The Astros top the NL with eight. Beyond them are a pack of West Coast teams at six: the A’s, Dodgers, Angels and Mariners. Most of these teams play in either domes or relatively dry climates.

The last time every AL team played in a doubleheader was 1989. In the NL, 1996 was the last time all teams played in a doubleheader. Heading into 2010, the Indians, Phillies and Red Sox are the only teams to play at least one doubleheader every year.

As it stands right now, there is no reason to expect a return to doubleheaders. They just don’t make economic sense. Ultimately, the entire story of the rise and fall of doubleheaders has revolved around the dollar, which isn’t particularly surprising.

References & Resources
This work was based on the great info available at Retrosheet.

Also, Steve Treder’s file of attendance info came in handy.


5 Comments
Oldest
Newest Most Voted
Inline Feedbacks
View all comments
Steve Treder
13 years ago

Great work, Chris.

Another (minor) explanation probably behind the drop in doubleheaders once the Dodgers and Giants moved west in 1958:  there are far, far fewer summer rainouts on the West Coast than in the rest of the country, removing the need for makeup doubleheaders.  We often go years out here between home game rainouts.

Bob Timmermann
13 years ago

Echoing what Steve said, San Diego, Anaheim, Los Angeles, San Francisco, and Oakland all are in a Mediterranean climate zone, noted by wet winters and dry summers.

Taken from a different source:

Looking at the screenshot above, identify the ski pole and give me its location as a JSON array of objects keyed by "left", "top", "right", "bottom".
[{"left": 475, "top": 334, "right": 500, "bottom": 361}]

If a game doesn’t get rained out in one of those places in April, you can likely count on it being played.

AlbaNate
13 years ago

I don’t know how it is with other teams, but the Mets, when they have a doubleheader these days, it’s of the “twi-night” variety, meaning that it’s not a true doubleheader in the old-fashioned sense of getting to see two games for the price of one. In these “twi-night” games, there’s a separate admission charge for each game. I wonder what percentage of today’s doubleheaders fall into this type. I suspect it’s a pretty high percentage.

Nate

David in Toledo
13 years ago

I heartily agree with your analysis.

Isn’t an additional factor, though, change in transportstion?  When teams moved by train, some trips (St. Louis to New York, Chicago to Boston) required an entire day off.

When teams played 20 doubleheaders in a season, they were likely to have at least 20 days off during the season.  Now you can play on Sunday, fly to the West Coast, and play on Monday.

Spencer K
13 years ago

I really enjoyed reading this and it left me with more questions.  I remember as a kid going through the Red Sox schedule and choosing to go to doubleheaders.  A special treat was the twi-night doubleheader.  2 night games.  I wonder did these start soon after lights were installed in stadiums?

I am curious to see a breakdown of scheduled doubleheaders vs. rain make-up doubleheaders.  Does any team schedule doubleheaders anymore?  When did that end?

Also what is the breakdown of single admission doubleheaders vs. day-night separate admission doubleheaders.  It seems the owners came up with the separate admission doubleheader as a way to play rained out games, but still get money for 2 games.  When did that practice start?